In a storm-swept trench—a barricade trench we called it—pointing my rifle at an enemy I could not see, I fired my first shot in battle. My section of thirteen men was in the trench which was nearest to the Germans, and that meant that we were separated from them by only a very few dozen yards. An officer of the Connaughts had given a descriptive object to fire at, and this was a small white outhouse which could be dimly made out in the darkness. The outhouse had the German trenches just in front of it, and we made a target of the building in the hope of potting the men in the trenches.

The order came, one man up and one man down, which meant that a man who was firing was standing for two hours and the man who was down was sitting or otherwise resting, or observing, as we call it.

Throughout that long night we kept up fire from the trenches, all anxious for the day to break, so that we could see what sort of a place we were in and what we were doing; but when the melancholy morning broke there was nothing to see in front of us except the portholes of the German trenches.

We had got through the first night of battle safely and had given the Germans good-morning with what we came to call the “awaking fire,” though it sent many a man to sleep for the last time—and we were settling down to make some tea. That was shortly after midday of our first day in the trenches. I was working “partners” with my left-hand man, Private Smith, who said, “I’ll just have a look to see what’s going on.”

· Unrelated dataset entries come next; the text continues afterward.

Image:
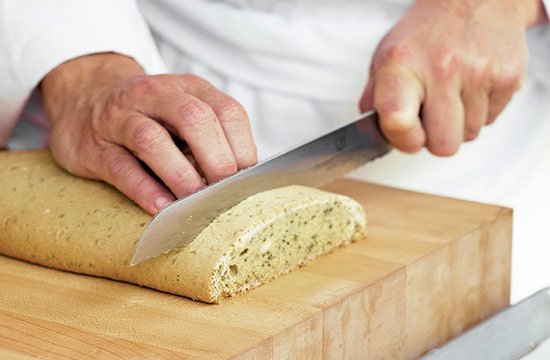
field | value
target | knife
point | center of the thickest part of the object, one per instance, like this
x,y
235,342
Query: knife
x,y
313,163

He popped his head over the top of the trench and almost instantly he fell into my arms, for he had been shot—there must have been a sniper waiting for him—and had received what proved to be a most extraordinary wound. A bullet had struck him on the side of the head, just below the ear, and gone clean through and out at the other side, leaving a hole on each side.

“I’m hit!” said Smith, as he fell—that was all.

I was badly upset, as this was the first man I had seen shot, and being my special chum it came home to me; but I didn’t let that prevent me from doing my best for him. Smith was quite conscious, and a plucky chap, and he knew that there was nothing for it but to see it through till night came. We bandaged him up as best we could and he had to lie there, in the mud and water and misery, till it was dark, then he was able to walk away from the trench to the nearest first-aid station, where the doctor complimented him on his courage and told him what an extraordinary case it was and what a miraculous escape he had had. Later on Smith was invalided home.

During the whole of that first spell in trenches we had no water to drink except what we fetched from a natural trench half-a-mile away. Men volunteered for this duty, which was very dangerous, as it meant hurrying over open ground, and the man who was fetching the water was under fire all the time, both going and coming, if the Germans saw him. This job was usually carried out a little before daybreak, when there was just light enough for the man to see, and not enough for the Germans to spot him; and a chap was always thankful when he was safely back in the trench and under cover.

At the end of the seventy-two hours we left the trenches. We came out at ten o’clock at night, expecting to be out for three days. We marched to an old barn which had been pretty well blown to pieces by shells, and into it we went; but it was no better than the trenches. The rain poured on to us through the shattered roof and it was bitterly cold, so that I could not sleep. We had everything on, so as to be ready for a call instantly, and without so much as a blanket I was thoroughly miserable. Instead of having three days off we were ordered to go into a fresh lot of trenches, and next afternoon we marched into them and there we stayed for six weeks, coming out seven or eight times. In these trenches we were in dug-outs, so that we got a change from standing sometimes hip-deep in mud and water by getting into the dug-out and resting there. A dug-out was simply a hole made in the side of the trench, high enough to be fairly dry and comfortable.

During the whole of these six weeks it meant practically death to show yourself, and so merciless was the fire that for the whole of the time a dead German soldier was lying on the ground about a hundred yards away from us. He was there when we went and was still there when we left. We could not send out a party to bury him and the Germans themselves never troubled about the poor beggar. One day a chum of mine, named Tobin, was on the look-out when his rifle suddenly cracked, and he turned round and said, “I’ve hit one.” And so he had, for he had knocked a German over not far away and no doubt killed him.